Módlmy się wszyscy, żeby w PiS jednak coś wymyślili, ale nie łudźmy się, że ktoś po tym cokolwiek zrozumie z popełnionych błędów. Po minach jakie widzimy u pracowników TVP i czołowych członków partii, poznać można, że ludzie ci nie mają sobie nic do zarzucenia. Teraz zaś myślą już o tym, że zbliża się listopad, a z nim Marsz Niepodległości. Robert Bąkiewicz nie dostał się co prawda do sejmu, ale nadal jest szefem tego marszu. Ponoć w tym roku uczestnicy mają demonstrować z flagami NATO. To jest dobry pomysł, ale jest to także wyraz rozpaczy. Tak to trzeba nazwać, nie inaczej. NATO bowiem, czyli Amerykanie, stawiają najwyraźniej na inną partię niż PiS w krajowych rozgrywkach. I to jest dla mnie niepojęte. Przypomnę też, bo chyba wszyscy zapomnieli, że niebawem zmieni się sekretarz generalny tej organizacji. Nie wiem czy nie już zaraz, w listopadzie. I wtedy okaże się, jaki będzie jej dalszy kurs. Czy PiS ma coś w zanadrzu na okoliczność tej zmiany? Nie mam pojęcia. Na razie grzane są emocje, a Piotr Duda w sposób bynajmniej nie zawoalowany mówi o tym, że Solidarność potrafi zagrać kryterium ulicznym. To też chyba należy rozpatrywać w kategorii deklaracji rozpaczliwych. No bo jak? Mieć władzę i wpływy wszędzie i nie rozliczyć nikogo ważnego? Potem zaś liczyć na kryterium uliczne, zapominając całkiem o zmianie na najważniejszym dla Polski stanowisku? Jeśli tym sekretarzem zostanie ktoś z Niemiec nie pomogą żadne Resety, żadne kryteria uliczne i wskazywanie na różne powiązania. Nic nie będzie miało znaczenia. No, ale czekajmy. Po pierwsze na to co zrobi prezydent Polski, a po drugie na to, kto będzie sekretarzem generalnym NATO.

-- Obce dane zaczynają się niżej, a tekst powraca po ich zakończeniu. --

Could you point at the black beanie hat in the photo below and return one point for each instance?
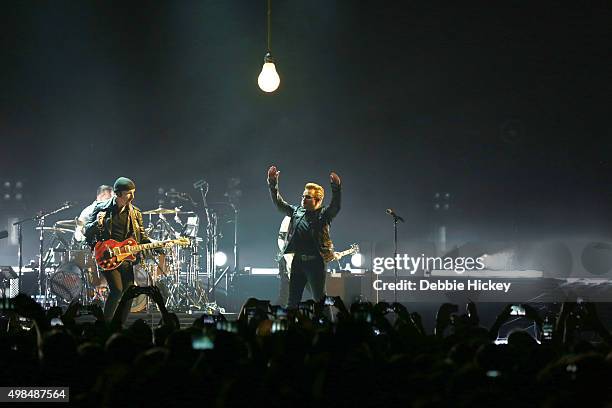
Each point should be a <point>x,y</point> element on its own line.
<point>123,184</point>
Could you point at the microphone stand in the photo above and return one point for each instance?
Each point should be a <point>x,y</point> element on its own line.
<point>396,218</point>
<point>211,239</point>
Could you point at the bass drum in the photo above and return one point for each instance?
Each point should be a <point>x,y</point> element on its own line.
<point>141,278</point>
<point>67,283</point>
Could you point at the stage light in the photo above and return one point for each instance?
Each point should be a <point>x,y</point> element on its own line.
<point>268,79</point>
<point>220,258</point>
<point>357,260</point>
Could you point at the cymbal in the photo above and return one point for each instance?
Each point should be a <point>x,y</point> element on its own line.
<point>161,210</point>
<point>55,229</point>
<point>65,224</point>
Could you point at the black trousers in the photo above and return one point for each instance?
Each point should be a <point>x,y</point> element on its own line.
<point>302,272</point>
<point>118,281</point>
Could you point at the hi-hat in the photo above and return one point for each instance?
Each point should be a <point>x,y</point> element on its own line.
<point>55,229</point>
<point>66,224</point>
<point>161,210</point>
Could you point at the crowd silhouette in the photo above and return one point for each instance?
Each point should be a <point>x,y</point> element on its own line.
<point>320,354</point>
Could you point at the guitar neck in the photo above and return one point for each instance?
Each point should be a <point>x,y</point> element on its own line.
<point>345,253</point>
<point>152,245</point>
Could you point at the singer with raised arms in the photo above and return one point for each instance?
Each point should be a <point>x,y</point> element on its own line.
<point>308,235</point>
<point>117,219</point>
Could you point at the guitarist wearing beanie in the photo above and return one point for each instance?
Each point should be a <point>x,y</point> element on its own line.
<point>117,219</point>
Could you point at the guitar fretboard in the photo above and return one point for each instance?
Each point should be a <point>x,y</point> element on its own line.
<point>153,245</point>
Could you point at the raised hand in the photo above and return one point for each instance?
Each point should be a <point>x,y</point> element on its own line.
<point>131,292</point>
<point>334,178</point>
<point>101,216</point>
<point>96,310</point>
<point>273,174</point>
<point>156,295</point>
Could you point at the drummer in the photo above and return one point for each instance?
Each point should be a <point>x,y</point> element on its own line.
<point>104,192</point>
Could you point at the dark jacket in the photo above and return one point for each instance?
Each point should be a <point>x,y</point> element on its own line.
<point>320,229</point>
<point>95,232</point>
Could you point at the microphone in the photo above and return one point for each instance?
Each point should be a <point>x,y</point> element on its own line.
<point>394,215</point>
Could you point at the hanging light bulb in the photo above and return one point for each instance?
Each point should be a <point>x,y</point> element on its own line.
<point>268,79</point>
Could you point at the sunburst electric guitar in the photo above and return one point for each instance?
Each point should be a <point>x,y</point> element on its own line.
<point>110,254</point>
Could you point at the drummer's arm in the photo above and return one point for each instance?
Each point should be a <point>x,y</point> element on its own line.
<point>92,227</point>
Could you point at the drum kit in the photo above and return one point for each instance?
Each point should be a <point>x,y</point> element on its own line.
<point>71,271</point>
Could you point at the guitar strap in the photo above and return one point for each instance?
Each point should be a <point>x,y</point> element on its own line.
<point>134,224</point>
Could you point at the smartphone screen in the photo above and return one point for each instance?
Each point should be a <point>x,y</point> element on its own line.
<point>201,341</point>
<point>517,310</point>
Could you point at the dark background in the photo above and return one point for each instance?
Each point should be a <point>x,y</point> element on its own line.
<point>504,105</point>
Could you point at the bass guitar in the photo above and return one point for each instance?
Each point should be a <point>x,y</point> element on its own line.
<point>110,254</point>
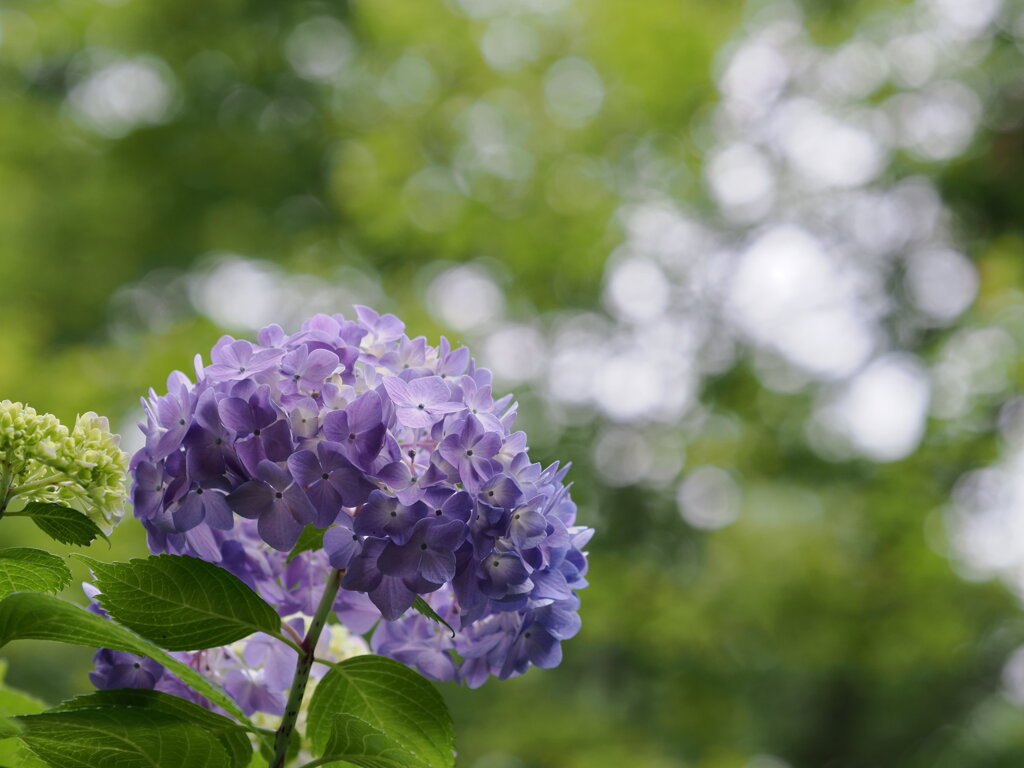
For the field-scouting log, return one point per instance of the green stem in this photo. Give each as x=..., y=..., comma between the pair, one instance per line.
x=6, y=477
x=302, y=668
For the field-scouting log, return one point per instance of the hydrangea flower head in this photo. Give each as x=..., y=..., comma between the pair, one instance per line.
x=397, y=451
x=43, y=461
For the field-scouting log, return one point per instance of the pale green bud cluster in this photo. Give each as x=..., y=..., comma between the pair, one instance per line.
x=42, y=461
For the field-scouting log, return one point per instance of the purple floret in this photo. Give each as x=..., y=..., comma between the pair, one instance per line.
x=401, y=455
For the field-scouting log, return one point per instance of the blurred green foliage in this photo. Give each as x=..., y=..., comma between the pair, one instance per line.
x=826, y=627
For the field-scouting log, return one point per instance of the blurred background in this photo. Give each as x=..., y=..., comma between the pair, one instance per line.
x=754, y=267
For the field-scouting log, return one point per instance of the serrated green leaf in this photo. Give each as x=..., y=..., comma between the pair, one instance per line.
x=62, y=523
x=15, y=701
x=358, y=742
x=8, y=728
x=32, y=615
x=12, y=753
x=390, y=697
x=122, y=737
x=23, y=568
x=310, y=538
x=424, y=607
x=231, y=736
x=181, y=602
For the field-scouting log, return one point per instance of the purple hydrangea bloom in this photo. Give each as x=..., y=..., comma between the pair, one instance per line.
x=399, y=452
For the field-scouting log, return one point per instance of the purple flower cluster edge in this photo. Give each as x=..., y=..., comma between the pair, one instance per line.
x=398, y=451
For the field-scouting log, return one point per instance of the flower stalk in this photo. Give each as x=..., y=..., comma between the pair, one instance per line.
x=302, y=668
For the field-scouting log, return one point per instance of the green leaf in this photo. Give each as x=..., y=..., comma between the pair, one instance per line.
x=23, y=569
x=12, y=753
x=310, y=538
x=390, y=698
x=231, y=736
x=123, y=737
x=424, y=607
x=181, y=602
x=358, y=742
x=64, y=523
x=36, y=616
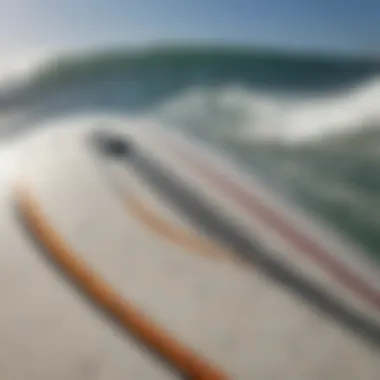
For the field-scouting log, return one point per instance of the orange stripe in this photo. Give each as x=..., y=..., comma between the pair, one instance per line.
x=179, y=356
x=177, y=235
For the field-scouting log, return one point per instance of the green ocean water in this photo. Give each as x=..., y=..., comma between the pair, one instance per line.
x=307, y=124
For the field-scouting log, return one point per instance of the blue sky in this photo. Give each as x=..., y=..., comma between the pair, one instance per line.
x=48, y=25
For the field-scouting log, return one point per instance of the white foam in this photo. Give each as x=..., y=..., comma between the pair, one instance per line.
x=244, y=114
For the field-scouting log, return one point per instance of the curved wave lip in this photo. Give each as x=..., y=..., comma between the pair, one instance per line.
x=308, y=125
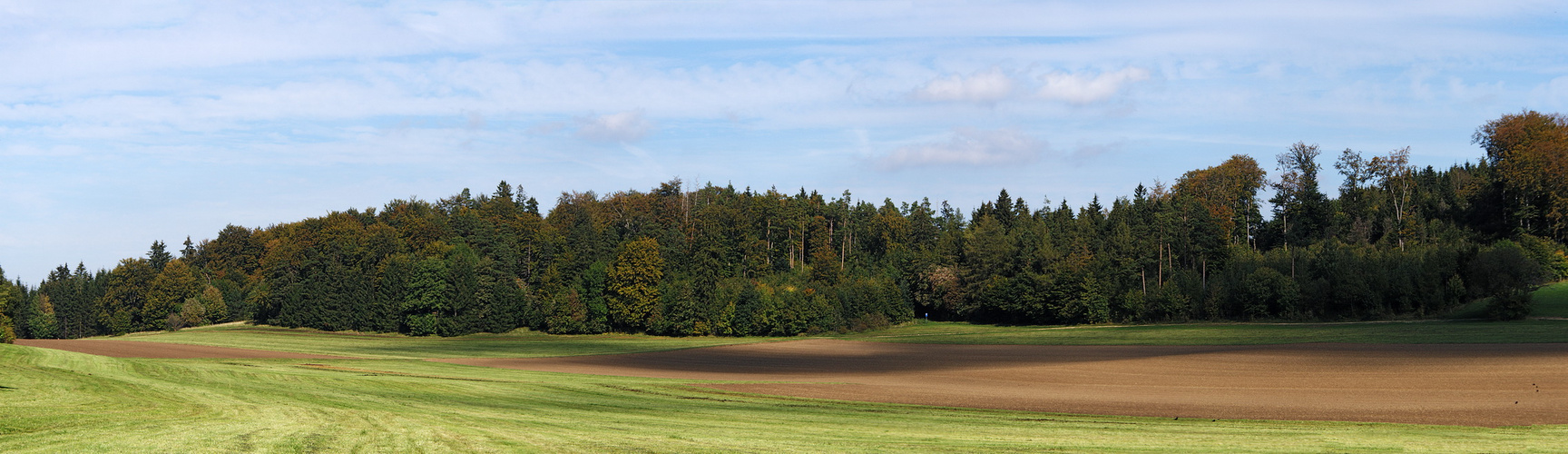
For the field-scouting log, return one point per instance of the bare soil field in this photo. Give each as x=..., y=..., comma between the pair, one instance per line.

  42 komentarze do “Listopad to niebezpieczna pora? Chyba jakoś tak to leciało…?”

  1. Nie znam się na polityce, ale myślę, że PIS miał w swoich szeregach paru „śpiochów”, po za tym, obsadzanie stanowisk kimś, kto nie potrafi komunikować się z ludźmi (zwykłe betony, ślepo wykonujące rozkazy) poskutkowało tym, że spora grupa wyborców, która była z PIS-em przez lata poczuła się zlekceważona i celowo pomijana w swoich prośbach i postulatach, a wystarczyło porozmawiać, lub wytłumaczyć ludziom w czym rzecz. Wywyższanie pewnych grup, choćby były małe, a pomijanie innych odniosło, taki a nie inny skutek. od początku głosuję na PIS, ale w czasie ostatniej kadencji można było odczuć zmianę.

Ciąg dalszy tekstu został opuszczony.